La tornade cependant continuait à ramasser tout ce qu’elle trouvait sur son passage. Dans la panique, les lanternes avaient été rentrées, toutes les lampes précipitamment éteintes afin d’éviter les incendies ; une voix féminine (tante Adelina, ma mère ou l’une de mes sœurs ?) nous appelait de l’intérieur, pour nous soustraire aux éléments, au lieu sans frontière où nous nous attardions, tandis que déjà la roue du moulin, libérée de son frein, tournait comme une folle et s’engageait dans une course contre le cyclone. Les arbres les plus éloignés de la maison, ceux qui nous servaient de lien avec la vastitude des champs, étaient passés de la pleine terre à la pleine mer.
Et comme quelqu’un que l’on croit simplement ivre mais qui devient fou au milieu de la nuit, cet abysse était en vérité fou lui aussi, lame déferlant sur le bétail pour le sortir de sa torpeur, déplaçant les chevaux dans les prés comme s’ils étaient pourvus d’ailes, oui, et fous les vents (combien pouvait-il y en avoir ?) qu’il renfermait sans doute dans ses profondeurs et qui pouvaient maintenant tout renverser sur leur passage, nous entraînant au fond des eaux pour nous faire goûter de leur terrifiant prestige.
Enfin, comme une farce soigneusement préparée pour l’heure du dîner mais trop tôt dévoilée, le vent, dont l’intensité semblait avoir décru, fit un petit tour avant de revenir, métamorphosé en ouragan, tandis que la nuit s’emparait du patio tout entier.

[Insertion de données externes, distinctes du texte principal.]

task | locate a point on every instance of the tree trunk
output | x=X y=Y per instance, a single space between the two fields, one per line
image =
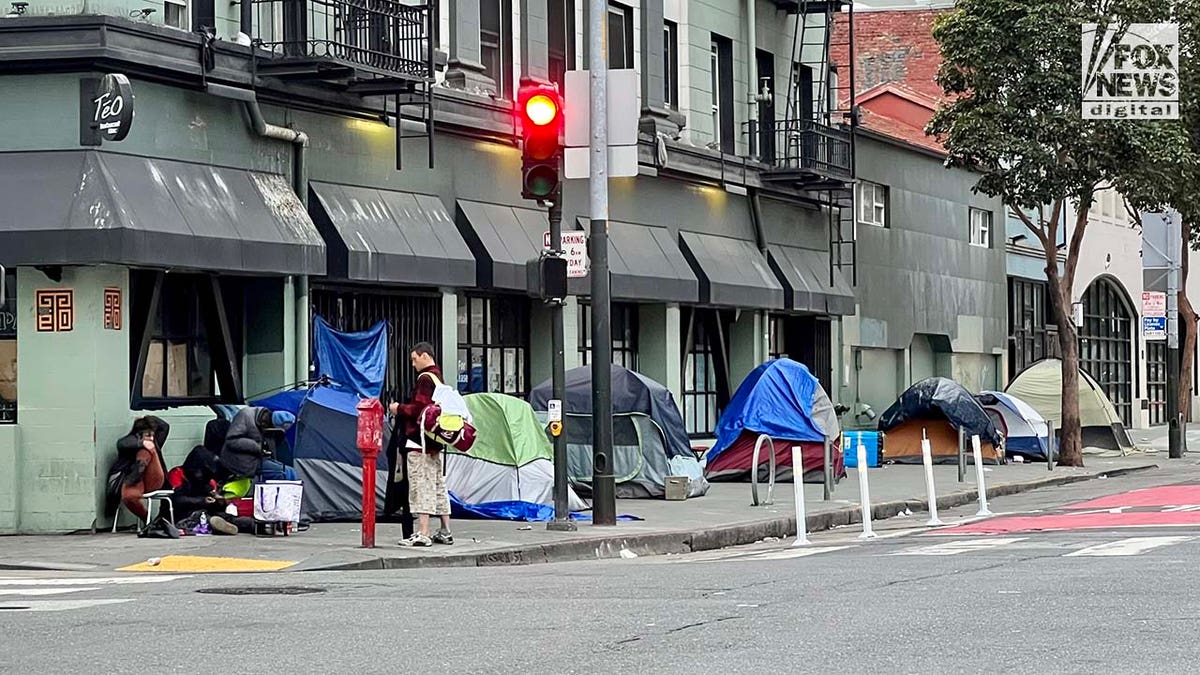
x=1071 y=446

Malgré les appels pressants des femmes, c’était merveilleux — ce le serait aujourd’hui encore — de rester dehors, les bras chargés de tempête, de rester dans le noir absolu, dans l’exubérance de la tourmente, devant ce seuil inconnu tout empli de tumulte et traversé seulement par quelques éclairs dont la tâche visible était d’amener la pluie ; de respirer l’odeur que prenait la terre cernée par une unique pensée, par un événement digne d’être relaté, alors qu’il n’y avait plus trace de la moindre lanterne, et que les fenêtres, fermées depuis longtemps, faisaient stoïquement front à l’attaque furieuse, oui, merveilleux d’être dehors jusqu’à ce que surviennent les grondements de tonnerre et qu’en se perdant au loin ils annoncent les premières gouttes de la pluie tant attendue qui, en un tournemain, inondait les conduites d’eau et semblait surgie de terre plutôt que tombée du ciel.